I'm wondering how I can determine the amount of time that may have passed since a request was first received by the time my handler starts running.
It seems like when we get a huge spike of requests there is an increase in latency, but when we measure the latency of our handler it is consistently low. So I'm suspecting that these requests are sitting in a buffer somewhere, and if that's happening on my machine then I'd like to be able to detect that I'm encountering overload as much as possible.
There are a number of steps that take place before axum invokes your handler. Some of them take place entirely outside of your program:
The client sends a TCP connection request. Your OS either responds that it cannot accept the connection, or accepts the connection and puts it in the socket's accept() queue.
Your program - through tokio's TcpListener and axum's underlying HTTP network glue - accepts the connection and starts a task to read from the connection and parse an HTTP request. This task goes into a tokio queue, whose behaviour depends on which tokio runtime you're using.
Axum parses the request, building up the necessary data structures to dispatch it to your application. This usually doesn't involve much queuing, but it is an async process, so the task handling the request could be suspended while other tasks run. Personally, this is where I'd consider a request to have been received, but it does happen after some potentially important latency sources.
Axum calls into your application's service. Middleware in that service, both your own and axum's, may process the request in a multitude of ways - including handling it directly. This is usually also a linear but async process, so usually doesn't involve more queuing but is sensitive to load.
Finally, axum calls your handler function.
You can insert measurement in a few different places; you'll get different results (and spend more or less effort doing so) depending on where you want to put it. The most comprehensive but least detailed timing would be from the client - timing the total request time - possibly with some help from the server to timestamp noteworthy events, like the start of your handler.
However, that information will only help you characterize your service's latency; it's too general to help you narrow down why the number is what it is. If you want to investigate any of the dark corners of this, then you'll need to make some decisions about which ones - for example, if you suspect that requests may be sitting in the accept queue for a long time, you'd want to look at your OS' network statistics.

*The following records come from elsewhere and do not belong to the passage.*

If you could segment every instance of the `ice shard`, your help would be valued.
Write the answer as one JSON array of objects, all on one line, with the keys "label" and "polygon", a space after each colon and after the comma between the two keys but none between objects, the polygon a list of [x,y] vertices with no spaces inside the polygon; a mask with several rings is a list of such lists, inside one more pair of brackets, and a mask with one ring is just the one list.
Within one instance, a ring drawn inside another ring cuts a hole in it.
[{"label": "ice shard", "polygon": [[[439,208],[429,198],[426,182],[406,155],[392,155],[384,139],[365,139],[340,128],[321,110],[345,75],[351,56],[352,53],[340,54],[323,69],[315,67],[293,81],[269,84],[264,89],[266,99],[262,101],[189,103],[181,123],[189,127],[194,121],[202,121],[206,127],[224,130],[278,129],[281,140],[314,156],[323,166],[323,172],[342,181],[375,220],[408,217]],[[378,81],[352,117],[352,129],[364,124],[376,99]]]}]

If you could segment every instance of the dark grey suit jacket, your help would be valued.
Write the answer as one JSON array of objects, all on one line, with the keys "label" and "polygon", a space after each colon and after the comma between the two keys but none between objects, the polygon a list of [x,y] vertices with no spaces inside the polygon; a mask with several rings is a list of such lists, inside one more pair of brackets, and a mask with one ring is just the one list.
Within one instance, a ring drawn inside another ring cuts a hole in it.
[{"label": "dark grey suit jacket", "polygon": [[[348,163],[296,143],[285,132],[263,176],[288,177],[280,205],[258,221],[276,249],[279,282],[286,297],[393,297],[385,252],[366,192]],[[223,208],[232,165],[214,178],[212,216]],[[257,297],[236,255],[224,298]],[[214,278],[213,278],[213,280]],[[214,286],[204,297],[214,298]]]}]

The client is a different company entirely, and while they give us some information (which is why we know there is a problem) we can't do very much with that information.
I've already tracked the latency in middleware near the beginning of the processing, which doesn't show signs of the large latencies observed by the client.
It's possible that the latency is entirely due to requests being sent to the wrong region, possibly across the world, and I'll try to investigate that possibility by looking at the contents of requests to guess where they might have come from. Or maybe the sender IP address?
But I'd also like to know whether perhaps the trouble is that my container is CPU-bound due to a huge surge of requests. (We know we get surges where the QPS jumps by more than a favorite of 1000 from its baseline. It seems possible that there is a long queue waiting, so each request starts being handled long after it arrives, but then is quickly responded to. I'm currently looking at the axum connection_count() value which may be enough to give us a hint that this is going on, but it would be lovely if we could somehow extract a "recieved" timestamp from as early as possible, so we could perhaps ignore requests that are already stale and manage to catch up with the ones that might still matter.
Any suggestions for how we might do that would be welcome!
I see, I'm familiar with that approach (e.g. TraceLayer), which is functionally equivalent to what we already do, which is to say running some middleware that times the request. My problem is that this doesn't show the large latencies observed by our client, and I'm hoping that there is some way to get an earlier timestamp, to see if perhaps something has already wasted time before our middleware gets a chance to even run.
Unless perhaps there is some magic in that blog post regarding how to get a timestamp from before the middleware started running?